How my children found the warrior in me
This is my story, my little one amongst the many. It is not unique because every mother carries her own tale, and this is just mine.
I wear the scars of my children.
I realised this five days ago as I lay mostly immobile, and fitted with tubes, stroking the hair of Samson James- cut into this world the morning before. I was feeling good; blissful and light but a little guilty. Guilty that I hadn’t felt this good when his brother Leo Peter had been cut into the world two years ago. Back then I had felt detached, uncomfortable and hurting as my body reacted in shock to the surgery; throbbed with the pain of a half-finished, abscessing root canal and struggled with tiredness.
Aware of the need to not attach and feed negative emotions; I pocketed the guilt. I let it drift to the corner of my mind and focussed instead on the beauty of my new limpet child until memory caught up with me.
I remembered two years ago, I remembered being amongst the crisp white sheets, amongst the pain and the mild, drug induced detachment stroking in wonder and curiosity the pale head of Leo but feeling guilty. Guilty that I hadn’t been able to be hold Maxwell William when he was a day old. Instead he had been in the sterile, life-protecting, transparent confines of a humidity crib three hours away. As the memories coalesced, so did the realisations that guilt was a common factor in my births and that each child’s coming carried a scar.

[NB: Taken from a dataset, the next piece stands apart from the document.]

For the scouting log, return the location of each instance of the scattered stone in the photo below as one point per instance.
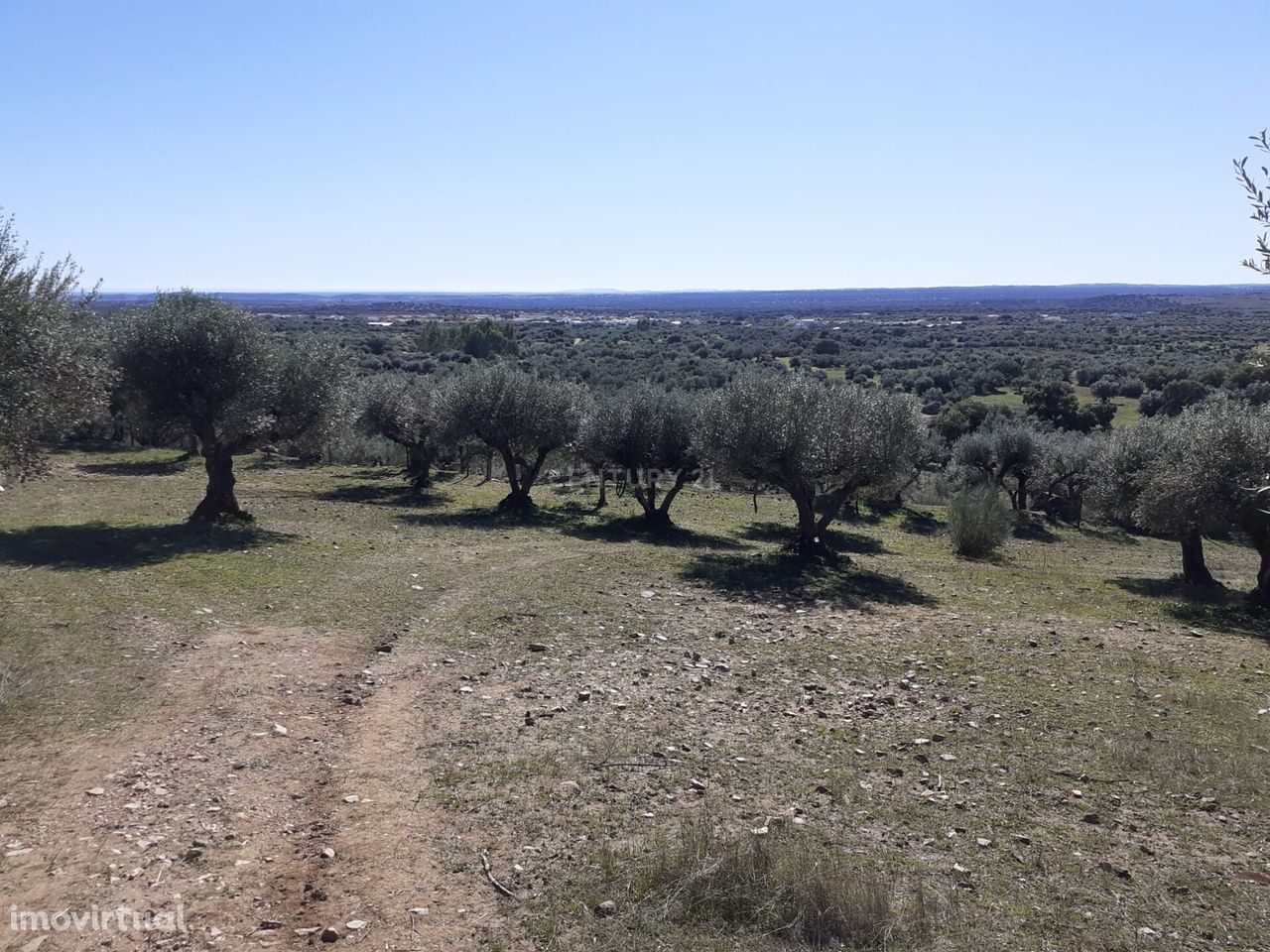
(1105, 866)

There was the trauma of Maxwell’s emergency ceaser. Of seeing a blue child hoisted into the world, of the four long minutes that he didn’t breathe. There was the precious relief and the beauty of his alert twitching self when he decided he was here to stay. The tender delight of our first cuddle and the tearful, trusting goodbye as he was taken to Melbourne to be cared for and the next day and night: the longest in my life. I slept with a photo of him held tight in my fist: now a mother with no child next to me to touch- to prove it. No child to hug and validate the first thin pink scar across the bottom of my abdomen.

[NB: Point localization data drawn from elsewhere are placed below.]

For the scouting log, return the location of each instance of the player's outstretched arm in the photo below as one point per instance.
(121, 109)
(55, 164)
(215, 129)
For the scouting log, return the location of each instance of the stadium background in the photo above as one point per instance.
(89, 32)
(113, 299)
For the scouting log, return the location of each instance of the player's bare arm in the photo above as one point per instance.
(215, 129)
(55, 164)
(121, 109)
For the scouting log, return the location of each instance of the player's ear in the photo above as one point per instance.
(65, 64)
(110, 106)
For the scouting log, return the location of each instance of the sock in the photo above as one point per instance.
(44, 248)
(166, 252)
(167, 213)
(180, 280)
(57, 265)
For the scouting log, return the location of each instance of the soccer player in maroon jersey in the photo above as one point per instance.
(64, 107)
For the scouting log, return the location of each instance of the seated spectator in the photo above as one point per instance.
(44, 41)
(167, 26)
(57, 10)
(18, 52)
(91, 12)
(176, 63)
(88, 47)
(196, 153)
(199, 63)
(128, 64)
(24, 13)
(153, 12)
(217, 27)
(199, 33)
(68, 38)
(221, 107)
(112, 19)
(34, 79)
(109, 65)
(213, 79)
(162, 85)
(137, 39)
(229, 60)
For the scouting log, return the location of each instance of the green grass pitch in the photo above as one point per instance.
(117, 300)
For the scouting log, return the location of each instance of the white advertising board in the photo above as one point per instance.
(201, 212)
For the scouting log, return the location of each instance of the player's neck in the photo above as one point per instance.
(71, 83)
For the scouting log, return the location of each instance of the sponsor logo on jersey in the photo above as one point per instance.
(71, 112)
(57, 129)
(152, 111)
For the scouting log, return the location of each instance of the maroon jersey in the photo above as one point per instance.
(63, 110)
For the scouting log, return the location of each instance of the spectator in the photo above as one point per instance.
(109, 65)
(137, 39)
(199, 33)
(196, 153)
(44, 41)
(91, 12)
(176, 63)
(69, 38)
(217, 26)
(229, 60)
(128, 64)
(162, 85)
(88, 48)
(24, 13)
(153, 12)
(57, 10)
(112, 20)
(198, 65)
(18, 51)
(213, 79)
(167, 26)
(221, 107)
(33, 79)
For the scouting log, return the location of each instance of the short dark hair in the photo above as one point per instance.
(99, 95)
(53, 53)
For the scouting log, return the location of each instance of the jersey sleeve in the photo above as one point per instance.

My second pink scar bore Leo to the world via an elective ceaser, the procedure full of fear and nausea. My first week of being Leo’s mother was tainted by the distaste, shock and reeling recovery of the operation. The realisation of what my body had to endure without adrenalin to buffet the experience. There was the toothache as a root shriveled and died with a distractingly sharp pain that this breast feeding mum could barely medicate against. And then there was the jaundice and the decision to flush it from my son’s vulnerable body with hourly feeds. Every hour. On the hour: all day and all night.
The last, not yet pink, gash belongs to Samson. Samson, whose surgical birth felt fine, smooth even, despite its mild complications but whose in utero journey had caused me and my loved ones the torment that was the depression. He will be my last scar.
However to say that these scars have hurt me would be a lie for as you all know they’ve left me anything but empty handed. However it’s not just the blessing of their little lives in mine I wish to celebrate. It is that thanks to my children I found the warrior in me. Before they were born I never knew I had the strength to walk one day after my insides had been sliced apart to prove that I was fit enough to be reunited with my child. I didn’t know that I could rouse and rise through the thick of tired pain to give my child the means and the strength to flush the poisonous bilirubin from his system. Before their birth I did not know that I could wake each day when my brain demanded I be flattened by the world and had turned into my enemy hating and wanting to hurt the flesh I traveled in. I didn’t know that the will to preserve another outweighed the will to preserve myself and how I could channel that will to recovery. Until my children were born I didn’t know how strong I was: I don’t think any mother or any parent does.